# ФИЛОСОФИЯ И КУЛЬТУРА > Рецепты кухни Кришны >  Тушеные капуста и картофель

## Aniruddha das

Тушеные капуста и картофель
Бондгобхи ялу сабджи


Если у вас нет необходимых для приготовления этого индийского блюда "сладких"специй, можно использовать вместо них те, которые более доступны: кориандр, семена укропа, фенхеля и тмина, а также острый стручковый перец. В этом случае сахар добавлять не следует.

600 г нашинкованной капусты
2 гвоздики (по желанию)
2 стручка кардамона
I ч. л. корицы
4 cт, л. топленого или растительного масла
6 средних картофелин, нарезанных кубиками
1/4 ч. л. молотого имбиря
1/2 ч. л. молотого красного острого перца
1 ч. л. куркумы
4 средней величины помидора, разрезанных на 8 долек каждый
3/4 стакана воды
1, 5 ч. л. соли
1/2 ч. л. сахара

Помойте капусту, нарежьте и оставьте подсыхать. Смелите гвоздику и кардамон в мелкий порошок и смешайте с корицей.

Нагрейте на среднем огне 3 столовые ложки топленого или подсолнечного масла в широкой низкой кастрюле или сковороде с высокими стенками. По-ложите картофель и жарьте, помешивая, пока картофель не подрумянится. Выньте картофель из кастрюли, положите в миску и отставьте в сторону.

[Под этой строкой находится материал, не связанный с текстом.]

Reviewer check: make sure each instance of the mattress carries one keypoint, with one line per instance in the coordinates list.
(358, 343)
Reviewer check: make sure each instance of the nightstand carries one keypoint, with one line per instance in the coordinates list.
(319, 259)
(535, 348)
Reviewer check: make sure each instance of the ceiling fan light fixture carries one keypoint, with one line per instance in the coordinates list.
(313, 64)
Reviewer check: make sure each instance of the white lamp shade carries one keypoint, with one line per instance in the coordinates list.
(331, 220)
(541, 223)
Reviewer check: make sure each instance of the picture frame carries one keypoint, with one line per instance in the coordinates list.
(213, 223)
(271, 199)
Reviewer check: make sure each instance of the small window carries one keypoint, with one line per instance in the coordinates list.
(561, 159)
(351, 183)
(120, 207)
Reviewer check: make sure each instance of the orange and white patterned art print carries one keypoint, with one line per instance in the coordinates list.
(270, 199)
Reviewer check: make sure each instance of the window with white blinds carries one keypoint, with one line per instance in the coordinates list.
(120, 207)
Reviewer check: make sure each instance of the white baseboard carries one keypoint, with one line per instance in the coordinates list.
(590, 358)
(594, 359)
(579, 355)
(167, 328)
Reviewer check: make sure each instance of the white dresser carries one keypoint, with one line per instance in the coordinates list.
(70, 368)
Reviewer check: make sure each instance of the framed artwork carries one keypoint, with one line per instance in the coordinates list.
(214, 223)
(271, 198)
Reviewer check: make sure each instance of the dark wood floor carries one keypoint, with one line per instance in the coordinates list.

Положите оставшееся масло (1 столовую ложку) в ту же кастрюлю, где жарился картофель, и, когда оно нагреется, бросьте в него имбирь, перец и куркуму. Через несколько секунд добавьте нашинкованную капусту и жарьте 5 мин, помешивая, чтобы капуста смешалась со специями и не подгорела. Добавьте нарезанные помидоры, обжаренный картофель, соль, сахар, воду и накройте крышкой. Тушите овощи на медленном огне, пока они не станут мягкими. Откройте крышку, всыпьте заранее подготовленные "сладкие" специи (корицу, кардамон и гвоздику) и осторожно перемешайте.

----------